Each Lambda package must contain at least one file, which will serve as the entry point for all execution. By default, Lambda will be looking for a file named lambda_function, but it’s possible to customize the name.
lambda_function
The lambda_function file must contain at least one method. The method is called lambda_handler by default. It is also possible to customize the method’s name. This is the entry point within the lambda_function file to start executing the developer’s code.
lambda_handler
When an invocation is received by Lambda, it will run lambda_function.lambda_handler. From that point on, the developer’s code can do virtually anything. When running the lambda_handler method, Lambda will provide two arguments:
lambda_function.lambda_handler
event
context
Lambda functions must return a JSON serializable value. Providing a non-serializable response will trigger a runtime error.
Errors raised and uncaught by the application will be returned to the requester in the following format:
{ 'errorMessage': 'String', 'errorType': 'String', 'stackTrace': [ 'String 1', 'String 2', '...', 'String n' ] }
This is not desirable because it leaks information about the runtime and app implementation. Especially from a security standpoint if untrusted third-party actors will be interacting with the function.
It is highly recommended to catch any exceptions raised by the application in the lambda_handler, log the error for later inspection and return a gentle and sanitized response to the client.
Anything logged by an application running in AWS Lambda, including runtime errors and warnings, for example, are stored in AWS CloudWatch Logs3 by default.
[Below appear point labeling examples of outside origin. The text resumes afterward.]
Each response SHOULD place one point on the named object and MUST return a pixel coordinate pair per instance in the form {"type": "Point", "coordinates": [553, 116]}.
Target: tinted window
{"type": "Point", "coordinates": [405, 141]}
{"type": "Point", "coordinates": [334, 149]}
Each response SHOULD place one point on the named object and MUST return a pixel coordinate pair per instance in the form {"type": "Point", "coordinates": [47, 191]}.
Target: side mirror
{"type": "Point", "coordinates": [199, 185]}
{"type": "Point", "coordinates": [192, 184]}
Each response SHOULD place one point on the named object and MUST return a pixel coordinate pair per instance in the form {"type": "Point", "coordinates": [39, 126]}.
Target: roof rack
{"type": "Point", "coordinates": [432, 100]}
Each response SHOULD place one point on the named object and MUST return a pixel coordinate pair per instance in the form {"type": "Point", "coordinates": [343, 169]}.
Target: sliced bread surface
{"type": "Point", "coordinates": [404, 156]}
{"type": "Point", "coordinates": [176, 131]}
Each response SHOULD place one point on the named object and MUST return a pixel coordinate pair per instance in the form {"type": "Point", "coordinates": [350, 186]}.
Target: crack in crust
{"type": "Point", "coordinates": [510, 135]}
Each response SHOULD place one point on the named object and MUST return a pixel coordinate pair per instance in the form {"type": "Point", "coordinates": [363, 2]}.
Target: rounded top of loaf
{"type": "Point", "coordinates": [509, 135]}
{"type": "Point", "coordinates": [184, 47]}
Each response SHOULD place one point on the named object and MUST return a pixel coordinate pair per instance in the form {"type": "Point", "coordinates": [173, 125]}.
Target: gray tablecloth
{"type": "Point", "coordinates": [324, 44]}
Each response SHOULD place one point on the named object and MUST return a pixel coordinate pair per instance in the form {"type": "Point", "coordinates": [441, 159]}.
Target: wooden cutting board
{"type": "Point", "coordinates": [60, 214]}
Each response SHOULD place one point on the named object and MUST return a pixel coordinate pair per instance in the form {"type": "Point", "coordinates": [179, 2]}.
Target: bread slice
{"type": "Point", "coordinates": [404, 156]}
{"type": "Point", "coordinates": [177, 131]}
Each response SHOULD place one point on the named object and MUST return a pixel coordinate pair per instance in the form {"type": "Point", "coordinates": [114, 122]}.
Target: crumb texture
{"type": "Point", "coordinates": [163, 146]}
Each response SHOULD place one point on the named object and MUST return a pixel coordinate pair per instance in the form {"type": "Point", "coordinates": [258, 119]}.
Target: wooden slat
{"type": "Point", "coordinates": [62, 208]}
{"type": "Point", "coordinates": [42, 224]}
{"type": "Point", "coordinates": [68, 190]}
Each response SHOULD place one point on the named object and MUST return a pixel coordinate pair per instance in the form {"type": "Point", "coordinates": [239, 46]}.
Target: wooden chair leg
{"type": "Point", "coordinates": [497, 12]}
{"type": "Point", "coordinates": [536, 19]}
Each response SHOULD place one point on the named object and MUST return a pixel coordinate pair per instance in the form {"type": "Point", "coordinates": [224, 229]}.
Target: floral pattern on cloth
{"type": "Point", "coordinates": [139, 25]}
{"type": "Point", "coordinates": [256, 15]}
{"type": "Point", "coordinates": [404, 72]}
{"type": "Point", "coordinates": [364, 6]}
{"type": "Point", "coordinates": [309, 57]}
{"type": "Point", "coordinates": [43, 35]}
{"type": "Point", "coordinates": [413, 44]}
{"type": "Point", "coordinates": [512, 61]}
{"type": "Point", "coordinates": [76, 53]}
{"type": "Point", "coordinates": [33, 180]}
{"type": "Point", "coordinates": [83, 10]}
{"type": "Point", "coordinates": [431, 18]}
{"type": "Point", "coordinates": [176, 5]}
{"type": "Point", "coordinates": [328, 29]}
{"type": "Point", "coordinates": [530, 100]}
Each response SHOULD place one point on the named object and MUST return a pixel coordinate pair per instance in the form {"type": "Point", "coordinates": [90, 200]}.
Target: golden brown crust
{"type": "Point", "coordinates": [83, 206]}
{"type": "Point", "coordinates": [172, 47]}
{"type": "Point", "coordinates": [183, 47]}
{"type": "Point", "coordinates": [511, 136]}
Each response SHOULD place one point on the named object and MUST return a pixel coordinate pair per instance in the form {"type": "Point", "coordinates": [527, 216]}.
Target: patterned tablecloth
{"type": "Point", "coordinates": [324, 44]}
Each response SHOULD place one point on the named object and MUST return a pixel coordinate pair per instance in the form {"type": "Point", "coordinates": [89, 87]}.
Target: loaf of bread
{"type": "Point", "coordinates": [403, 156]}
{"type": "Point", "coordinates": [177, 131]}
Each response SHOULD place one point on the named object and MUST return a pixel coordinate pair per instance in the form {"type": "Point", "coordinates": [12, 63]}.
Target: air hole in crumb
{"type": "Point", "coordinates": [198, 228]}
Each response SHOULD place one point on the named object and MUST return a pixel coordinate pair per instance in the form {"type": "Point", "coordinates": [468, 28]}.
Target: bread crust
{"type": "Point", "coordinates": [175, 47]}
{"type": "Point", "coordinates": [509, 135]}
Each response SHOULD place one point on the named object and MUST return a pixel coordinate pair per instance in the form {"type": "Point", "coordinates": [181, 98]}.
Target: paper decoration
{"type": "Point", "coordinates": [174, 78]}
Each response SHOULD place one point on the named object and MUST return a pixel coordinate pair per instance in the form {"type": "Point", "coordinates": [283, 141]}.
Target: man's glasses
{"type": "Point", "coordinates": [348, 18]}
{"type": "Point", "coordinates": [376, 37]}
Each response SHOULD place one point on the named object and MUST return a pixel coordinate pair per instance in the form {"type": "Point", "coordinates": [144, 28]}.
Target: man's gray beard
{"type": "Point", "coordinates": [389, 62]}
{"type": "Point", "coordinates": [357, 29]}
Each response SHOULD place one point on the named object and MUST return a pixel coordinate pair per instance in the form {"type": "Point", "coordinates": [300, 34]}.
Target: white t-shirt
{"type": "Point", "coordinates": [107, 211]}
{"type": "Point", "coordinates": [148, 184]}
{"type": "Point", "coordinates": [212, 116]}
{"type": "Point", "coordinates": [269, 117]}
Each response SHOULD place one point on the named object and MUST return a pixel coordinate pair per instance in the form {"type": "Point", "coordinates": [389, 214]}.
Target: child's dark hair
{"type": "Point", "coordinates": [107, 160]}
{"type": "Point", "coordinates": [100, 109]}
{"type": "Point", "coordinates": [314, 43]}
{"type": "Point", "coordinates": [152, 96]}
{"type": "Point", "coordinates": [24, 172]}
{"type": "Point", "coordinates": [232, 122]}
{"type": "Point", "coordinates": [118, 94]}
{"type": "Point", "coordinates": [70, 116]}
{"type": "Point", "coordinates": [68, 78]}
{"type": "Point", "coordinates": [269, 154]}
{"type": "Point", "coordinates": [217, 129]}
If the application is set to log informational messages or generates its custom logging messages, they will also be logged in CloudWatch Logs.
To disable CloudWatch logging, simply remove the write permission to CloudWatch Logs from the Lambda function IAM role. This highly inadvised, since there will be no visibility over the function execution.
Each Lambda function will have its own CloudWatch Log Group, and each microVM will have a corresponding CloudWatch Log Stream4. Invocation requests logs will be stored inside Log Streams. In case multiple microVMs are needed, multiple Log Streams will be created, and logs from invocations served by each of them will be scattered across those Log Streams.
Developers quickly discover that this log organization model is not clever nor optimized for investigation and debugging. Professional services – such as Dashbird – will read from CloudWatch Logs and provide a well-crafted interface that improves issue discoverability and speeds up debugging, sometimes by multiple orders of magnitude5.
Lambda microVM environment is stateless, meaning that nothing remains persisted after the microVM is terminated. In order to store data permanently, it’s necessary to use an external storage system, such as S36 for blog storage or a database such as DynamoDB7.
It is possible to share data temporarily between one invocation and another inside the same microVM. Simply set a variable outside the lambda_handler and any information stored there will be available across invocations. Once the microVM is terminated, this data will be lost, though.
Sharing information across invocations is not recommended. It can lead to leaking information that opens up security issues. A request serving one user might store information and make it available to another user in a subsequent request without proper authorization.
Loading third-party libraries outside the lambda_handler is highly recommended, though. These libraries take time to load. Once loaded and available outside the lambda_handler, subsequent invocations can reuse them from memory, speeding up the execution time.